HP : Il va inévitablement y avoir une remise en question stratégique à partir de septembre, qui va se matérialiser pleinement en 2021. Notre rapport à l’essentiel a été radicalement transformé. L’essence, par exemple était le cœur du moteur économique, et pendant deux mois nous avons vécu sans. À l’inverse, les pâtes, le riz, le papier toilette sont entrés dans une phase d’hyperconsommation. Notre boulot, ça va être de faire rentrer les produits dans le champ de l’essentiel. Le consommateur a changé. C’est au tour des marques.
Glory s’est fait connaître avec un positionnement mêlant audace et enjeux sociétaux. Comment va évoluer votre positionnement ?
ALB : Je suis convaincu que l’audace est l’avenir de l’Homme. Glory se battra pour que l’on ne revienne pas au monde d’avant. Il faut le dire, les annonceurs sont perdus. Le produit lancé est vieux avant d’être sorti. Il va y avoir un virage radical à opérer, notre rôle en tant qu’agence se verra renforcé.

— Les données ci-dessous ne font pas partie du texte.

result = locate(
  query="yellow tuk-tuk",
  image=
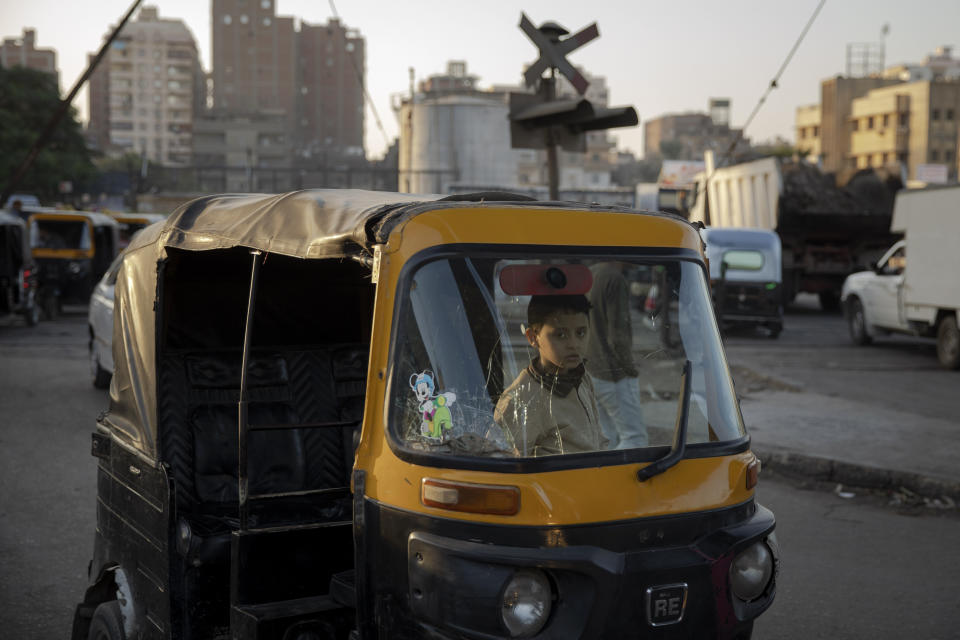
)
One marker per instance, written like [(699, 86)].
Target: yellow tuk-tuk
[(72, 250), (349, 414)]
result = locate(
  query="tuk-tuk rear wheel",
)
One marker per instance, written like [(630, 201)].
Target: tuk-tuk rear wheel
[(32, 315), (107, 622), (99, 375)]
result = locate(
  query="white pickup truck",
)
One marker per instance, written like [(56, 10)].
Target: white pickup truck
[(920, 296)]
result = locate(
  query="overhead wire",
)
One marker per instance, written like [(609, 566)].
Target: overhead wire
[(774, 83), (363, 86)]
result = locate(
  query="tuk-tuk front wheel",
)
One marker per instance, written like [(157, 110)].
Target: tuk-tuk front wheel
[(857, 322), (948, 342), (107, 622)]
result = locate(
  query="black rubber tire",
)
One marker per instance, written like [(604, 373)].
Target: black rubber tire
[(948, 342), (857, 322), (107, 623)]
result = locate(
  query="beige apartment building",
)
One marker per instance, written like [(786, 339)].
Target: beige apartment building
[(912, 124), (147, 90), (23, 52)]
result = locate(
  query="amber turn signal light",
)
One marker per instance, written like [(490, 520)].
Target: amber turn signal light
[(492, 499), (753, 473)]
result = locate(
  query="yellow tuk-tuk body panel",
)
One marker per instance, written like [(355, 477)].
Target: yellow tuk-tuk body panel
[(571, 496), (63, 253)]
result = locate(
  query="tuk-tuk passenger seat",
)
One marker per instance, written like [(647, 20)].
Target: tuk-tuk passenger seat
[(302, 386)]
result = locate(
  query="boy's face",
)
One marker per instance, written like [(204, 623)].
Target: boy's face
[(561, 340)]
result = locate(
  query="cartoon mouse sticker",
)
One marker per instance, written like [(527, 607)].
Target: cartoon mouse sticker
[(435, 418)]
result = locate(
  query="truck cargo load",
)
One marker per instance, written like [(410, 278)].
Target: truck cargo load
[(827, 231)]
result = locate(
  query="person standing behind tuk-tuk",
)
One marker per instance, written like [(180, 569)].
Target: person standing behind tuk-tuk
[(610, 358), (551, 407)]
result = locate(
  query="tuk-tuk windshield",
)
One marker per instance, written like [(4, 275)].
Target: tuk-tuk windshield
[(553, 355), (60, 234)]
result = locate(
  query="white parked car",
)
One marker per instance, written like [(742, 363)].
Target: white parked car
[(100, 323)]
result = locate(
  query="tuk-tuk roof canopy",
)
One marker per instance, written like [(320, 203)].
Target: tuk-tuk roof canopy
[(317, 224)]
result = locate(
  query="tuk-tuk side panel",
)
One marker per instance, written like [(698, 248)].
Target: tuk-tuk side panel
[(133, 525), (719, 481), (421, 571)]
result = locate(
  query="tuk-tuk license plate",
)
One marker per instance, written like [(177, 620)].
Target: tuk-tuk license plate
[(666, 604)]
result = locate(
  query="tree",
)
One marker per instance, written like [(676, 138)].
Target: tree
[(28, 98), (671, 149)]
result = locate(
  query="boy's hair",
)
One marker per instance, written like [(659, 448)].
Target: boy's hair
[(542, 307)]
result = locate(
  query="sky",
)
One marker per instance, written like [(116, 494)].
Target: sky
[(660, 57)]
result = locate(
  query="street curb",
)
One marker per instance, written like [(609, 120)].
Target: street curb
[(856, 475)]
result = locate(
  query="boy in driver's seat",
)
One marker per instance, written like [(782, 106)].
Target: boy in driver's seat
[(551, 407)]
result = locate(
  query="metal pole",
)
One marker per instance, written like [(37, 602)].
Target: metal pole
[(62, 110), (243, 481)]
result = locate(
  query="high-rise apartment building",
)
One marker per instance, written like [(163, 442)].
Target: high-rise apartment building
[(23, 52), (315, 75), (147, 90), (907, 116), (254, 56), (686, 136)]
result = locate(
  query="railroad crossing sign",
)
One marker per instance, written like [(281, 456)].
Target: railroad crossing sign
[(553, 51)]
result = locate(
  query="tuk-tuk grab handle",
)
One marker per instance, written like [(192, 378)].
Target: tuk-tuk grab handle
[(242, 427)]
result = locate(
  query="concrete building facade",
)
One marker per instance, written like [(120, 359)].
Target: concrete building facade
[(688, 135), (23, 52), (147, 90), (909, 124)]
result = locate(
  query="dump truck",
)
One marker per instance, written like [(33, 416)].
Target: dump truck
[(827, 232)]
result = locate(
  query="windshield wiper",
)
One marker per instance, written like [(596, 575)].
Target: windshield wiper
[(680, 432)]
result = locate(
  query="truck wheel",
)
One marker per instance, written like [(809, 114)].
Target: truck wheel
[(107, 623), (857, 321), (948, 342), (32, 315)]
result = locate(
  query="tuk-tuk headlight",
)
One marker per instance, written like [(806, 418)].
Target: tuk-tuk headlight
[(751, 570), (525, 603)]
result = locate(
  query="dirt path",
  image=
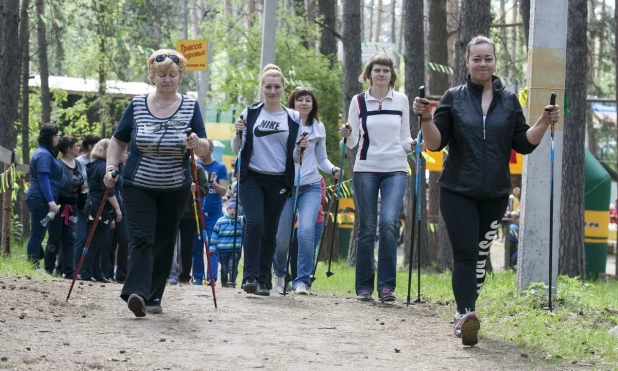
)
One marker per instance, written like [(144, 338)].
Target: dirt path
[(95, 330)]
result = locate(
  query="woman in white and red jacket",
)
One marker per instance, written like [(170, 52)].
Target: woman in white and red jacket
[(380, 118)]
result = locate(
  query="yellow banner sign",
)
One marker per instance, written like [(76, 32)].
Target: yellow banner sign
[(196, 53)]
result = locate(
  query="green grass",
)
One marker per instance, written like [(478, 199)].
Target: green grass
[(576, 331)]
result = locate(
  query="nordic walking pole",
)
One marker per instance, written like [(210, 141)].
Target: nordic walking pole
[(337, 196), (416, 204), (552, 101), (296, 196), (237, 172), (90, 234), (317, 257), (202, 224)]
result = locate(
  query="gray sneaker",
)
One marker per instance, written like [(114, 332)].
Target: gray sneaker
[(301, 290), (364, 295)]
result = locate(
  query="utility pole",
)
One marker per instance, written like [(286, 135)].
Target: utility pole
[(268, 37), (546, 74)]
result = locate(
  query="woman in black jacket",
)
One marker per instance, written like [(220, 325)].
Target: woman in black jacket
[(481, 122)]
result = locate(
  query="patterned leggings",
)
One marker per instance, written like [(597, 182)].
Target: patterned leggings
[(471, 224)]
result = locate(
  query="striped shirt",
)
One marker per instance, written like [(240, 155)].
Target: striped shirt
[(158, 158)]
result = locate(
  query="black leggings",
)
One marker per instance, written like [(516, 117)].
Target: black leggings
[(263, 198), (472, 224)]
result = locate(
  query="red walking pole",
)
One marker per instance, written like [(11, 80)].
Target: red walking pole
[(92, 229)]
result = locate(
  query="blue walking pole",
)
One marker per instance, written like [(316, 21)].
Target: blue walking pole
[(552, 101), (416, 204)]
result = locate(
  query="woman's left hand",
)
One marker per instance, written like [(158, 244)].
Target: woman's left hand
[(192, 141), (551, 114), (303, 142)]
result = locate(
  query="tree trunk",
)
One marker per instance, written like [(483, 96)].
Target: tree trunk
[(9, 91), (437, 39), (413, 11), (524, 8), (351, 70), (474, 19), (43, 66), (378, 22), (328, 41), (572, 257), (24, 38)]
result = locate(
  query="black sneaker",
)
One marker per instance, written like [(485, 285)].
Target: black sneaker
[(250, 285), (386, 295), (262, 290), (137, 305)]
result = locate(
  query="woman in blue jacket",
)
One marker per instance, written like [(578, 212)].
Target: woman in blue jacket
[(481, 122), (44, 189)]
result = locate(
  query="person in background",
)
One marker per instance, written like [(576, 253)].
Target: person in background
[(81, 228), (44, 190), (223, 242), (93, 266), (212, 206), (62, 228)]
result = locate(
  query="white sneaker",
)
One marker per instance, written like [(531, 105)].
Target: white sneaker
[(279, 283)]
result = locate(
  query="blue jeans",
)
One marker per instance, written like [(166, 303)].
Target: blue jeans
[(198, 250), (229, 265), (309, 199), (38, 208), (392, 188)]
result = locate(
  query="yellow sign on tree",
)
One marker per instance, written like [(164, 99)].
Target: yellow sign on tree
[(196, 53)]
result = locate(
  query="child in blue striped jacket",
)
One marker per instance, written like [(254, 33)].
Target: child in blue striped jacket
[(222, 240)]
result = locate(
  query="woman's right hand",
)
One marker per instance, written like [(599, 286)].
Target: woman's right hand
[(345, 130), (239, 125), (53, 207), (421, 107), (109, 181)]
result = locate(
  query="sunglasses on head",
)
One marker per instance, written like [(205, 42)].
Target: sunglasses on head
[(161, 58)]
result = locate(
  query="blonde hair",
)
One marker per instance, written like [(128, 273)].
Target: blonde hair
[(383, 60), (271, 70), (154, 66), (99, 152)]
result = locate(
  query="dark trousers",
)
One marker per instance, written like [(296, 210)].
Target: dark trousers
[(263, 198), (188, 230), (38, 208), (60, 240), (471, 225), (154, 219), (91, 267), (116, 250), (229, 266)]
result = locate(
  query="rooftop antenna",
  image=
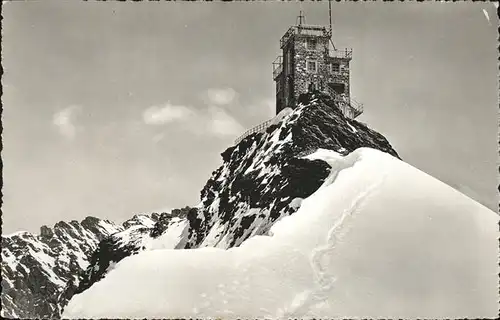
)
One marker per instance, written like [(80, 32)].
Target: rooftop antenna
[(331, 29), (301, 17)]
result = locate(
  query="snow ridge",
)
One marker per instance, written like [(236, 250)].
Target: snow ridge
[(325, 280)]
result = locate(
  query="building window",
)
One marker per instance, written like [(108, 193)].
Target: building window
[(312, 66), (289, 60), (338, 88), (334, 67), (311, 44)]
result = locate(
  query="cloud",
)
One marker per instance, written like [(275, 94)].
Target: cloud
[(487, 16), (64, 121), (221, 96), (213, 120), (168, 113), (221, 123)]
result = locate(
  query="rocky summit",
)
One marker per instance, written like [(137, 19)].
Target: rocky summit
[(262, 178)]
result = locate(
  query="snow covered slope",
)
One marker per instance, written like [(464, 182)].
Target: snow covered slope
[(379, 238), (40, 272), (262, 178)]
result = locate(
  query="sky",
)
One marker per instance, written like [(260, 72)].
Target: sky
[(112, 109)]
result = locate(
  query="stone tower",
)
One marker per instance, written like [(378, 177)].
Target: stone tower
[(307, 62)]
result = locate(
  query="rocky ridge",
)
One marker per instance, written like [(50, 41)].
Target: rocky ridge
[(262, 178)]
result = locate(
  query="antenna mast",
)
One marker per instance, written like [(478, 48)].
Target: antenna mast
[(330, 16)]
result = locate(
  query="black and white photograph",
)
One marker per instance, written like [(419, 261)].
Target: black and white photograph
[(250, 160)]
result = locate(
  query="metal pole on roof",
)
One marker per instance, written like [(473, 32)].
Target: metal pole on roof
[(330, 16)]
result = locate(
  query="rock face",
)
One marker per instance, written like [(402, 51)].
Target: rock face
[(37, 270), (262, 178)]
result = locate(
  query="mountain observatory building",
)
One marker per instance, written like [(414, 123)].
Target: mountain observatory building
[(309, 63)]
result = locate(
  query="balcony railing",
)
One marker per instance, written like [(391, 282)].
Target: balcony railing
[(277, 66), (341, 53), (258, 128), (309, 30)]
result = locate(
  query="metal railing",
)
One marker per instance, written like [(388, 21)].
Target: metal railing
[(341, 53), (258, 128), (304, 30)]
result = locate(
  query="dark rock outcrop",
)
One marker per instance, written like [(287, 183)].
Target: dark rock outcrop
[(262, 178)]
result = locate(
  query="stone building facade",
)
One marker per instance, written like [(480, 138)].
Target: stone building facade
[(308, 62)]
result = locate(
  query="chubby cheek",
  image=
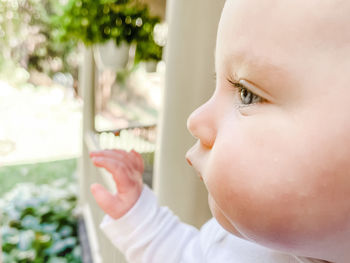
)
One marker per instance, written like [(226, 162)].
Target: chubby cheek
[(277, 191)]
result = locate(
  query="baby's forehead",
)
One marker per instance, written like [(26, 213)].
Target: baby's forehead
[(308, 23)]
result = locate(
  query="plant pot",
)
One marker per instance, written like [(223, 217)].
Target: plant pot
[(110, 56)]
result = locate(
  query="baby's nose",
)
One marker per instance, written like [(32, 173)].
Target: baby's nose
[(201, 124)]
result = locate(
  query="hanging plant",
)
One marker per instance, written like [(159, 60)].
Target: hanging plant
[(97, 21)]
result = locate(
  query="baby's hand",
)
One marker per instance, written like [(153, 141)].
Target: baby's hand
[(126, 169)]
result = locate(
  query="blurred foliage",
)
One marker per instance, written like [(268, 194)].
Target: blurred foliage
[(97, 21), (26, 37), (38, 173), (38, 224)]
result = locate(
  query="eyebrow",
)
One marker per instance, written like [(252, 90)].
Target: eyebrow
[(259, 71)]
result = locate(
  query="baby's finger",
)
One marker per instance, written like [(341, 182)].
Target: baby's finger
[(139, 164), (104, 199)]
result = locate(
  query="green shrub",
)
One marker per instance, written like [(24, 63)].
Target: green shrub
[(39, 224)]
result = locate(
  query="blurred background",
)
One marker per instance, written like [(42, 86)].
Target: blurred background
[(84, 75), (42, 46)]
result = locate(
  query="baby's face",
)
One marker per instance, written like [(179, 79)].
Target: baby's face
[(274, 151)]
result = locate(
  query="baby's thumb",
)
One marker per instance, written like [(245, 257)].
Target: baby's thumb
[(104, 199)]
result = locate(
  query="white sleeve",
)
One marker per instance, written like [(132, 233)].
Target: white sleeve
[(150, 233)]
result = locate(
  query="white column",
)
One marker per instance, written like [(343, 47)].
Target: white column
[(189, 83)]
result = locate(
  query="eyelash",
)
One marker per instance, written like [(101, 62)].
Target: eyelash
[(253, 99), (241, 88)]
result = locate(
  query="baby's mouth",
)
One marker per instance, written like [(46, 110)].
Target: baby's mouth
[(198, 173), (192, 161)]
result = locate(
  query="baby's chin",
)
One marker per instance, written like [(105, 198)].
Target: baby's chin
[(221, 218)]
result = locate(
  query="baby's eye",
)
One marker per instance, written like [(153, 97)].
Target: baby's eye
[(247, 97)]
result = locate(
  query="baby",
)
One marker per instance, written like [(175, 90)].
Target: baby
[(273, 147)]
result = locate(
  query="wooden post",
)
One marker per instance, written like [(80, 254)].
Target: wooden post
[(189, 83)]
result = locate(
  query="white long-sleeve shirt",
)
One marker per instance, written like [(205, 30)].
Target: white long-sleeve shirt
[(149, 233)]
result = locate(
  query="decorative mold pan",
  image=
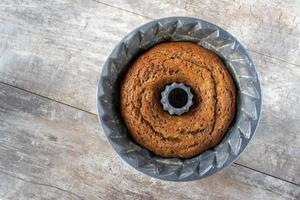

HP : Nous sommes sur un marché de suiveur. Notre avantage, c’est que depuis notre création nous défendons ces valeurs. On va aller encore plus loin, durcir notre positionnement. Des actes, encore des actes, toujours des actes. Sur le sociétal, il est plus facile de dire, que de faire. Notre marque de fabrique, ce n’est pas la fausse RSE, c’est l’engagement, l’impact. Beaucoup d’autres agences ne sauront pas le faire.